According to Stypulkowski, the concoction of negative trends imported from abroad in the wake of Russia’s aggression on Ukraine and the government’s “inconsequential” response to the war and the lingering problems after the coronavirus pandemic, make Poland’s banking sector “ever more exotic and out of sync with international standards”.

The banking stock market sectorial index WIG-Banki has retreated over 36% in 2022 to date and is still nearly 30% down versus the time before the pandemic struck.

The biggest Polish lenders, state-controlled PKO BP and Pekao, have seen their stock tank 30% this year to date in what still are mild falls compared to losses nearing 50% in the same period in the case of mBank or Bank Millennium.

Taming inflation and halting the cycle of interest rate hikes are what Polish bankers expect to be the first harbinger of an improvement, it seems.

“It’s a myth that high interest rates are to our favour,” Michal Gajewski, CEO of Santander Bank Polska, told the European Financial Congress.

“[Our] customers are in trouble, so we need to create reserves.

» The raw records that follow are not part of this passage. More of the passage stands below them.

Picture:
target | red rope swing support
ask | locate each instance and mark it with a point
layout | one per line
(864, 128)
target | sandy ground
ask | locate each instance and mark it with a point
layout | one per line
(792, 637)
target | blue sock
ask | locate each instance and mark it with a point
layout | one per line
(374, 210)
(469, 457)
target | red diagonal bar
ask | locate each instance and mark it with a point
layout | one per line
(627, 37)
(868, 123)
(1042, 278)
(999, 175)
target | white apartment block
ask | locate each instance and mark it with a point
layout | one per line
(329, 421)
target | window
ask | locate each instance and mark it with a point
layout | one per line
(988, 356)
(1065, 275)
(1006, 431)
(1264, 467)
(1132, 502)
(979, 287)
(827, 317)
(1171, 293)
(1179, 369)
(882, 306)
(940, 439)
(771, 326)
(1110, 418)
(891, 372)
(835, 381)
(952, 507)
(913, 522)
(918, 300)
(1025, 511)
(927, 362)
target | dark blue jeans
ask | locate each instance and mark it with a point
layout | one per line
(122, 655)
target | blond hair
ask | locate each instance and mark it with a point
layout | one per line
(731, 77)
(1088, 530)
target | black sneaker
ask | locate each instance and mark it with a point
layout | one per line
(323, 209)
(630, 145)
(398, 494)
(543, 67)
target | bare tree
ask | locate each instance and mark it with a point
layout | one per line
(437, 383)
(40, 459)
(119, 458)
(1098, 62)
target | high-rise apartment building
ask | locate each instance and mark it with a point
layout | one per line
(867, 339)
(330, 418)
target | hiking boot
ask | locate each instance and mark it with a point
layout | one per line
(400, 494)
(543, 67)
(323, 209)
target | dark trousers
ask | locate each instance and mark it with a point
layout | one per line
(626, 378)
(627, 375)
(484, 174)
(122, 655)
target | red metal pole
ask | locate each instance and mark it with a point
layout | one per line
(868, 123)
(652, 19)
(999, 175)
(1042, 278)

We want then to pay back their loans,” Gajewski said.

But that may well be wishful thinking if the NBP’s tightening continues – as it is expected to because of the pro-inflation moves by the government before the next general election in the autumn of 2023.

Poland’s interest rates are generally expected to keep rising to 7% or even 8% but there are analysts who predict that the NBP will only stop at 10%, given that inflation is still far from its peak.

That could result in a bigger than expected slowdown in GDP growth and an increase in unemployment, which would eat into the quality of banks’ credit portfolios. So far, predictions are for GDP expansion to ease to a still robust 3.5% in 2023 and 3.6% in 2024 from around 5% this year.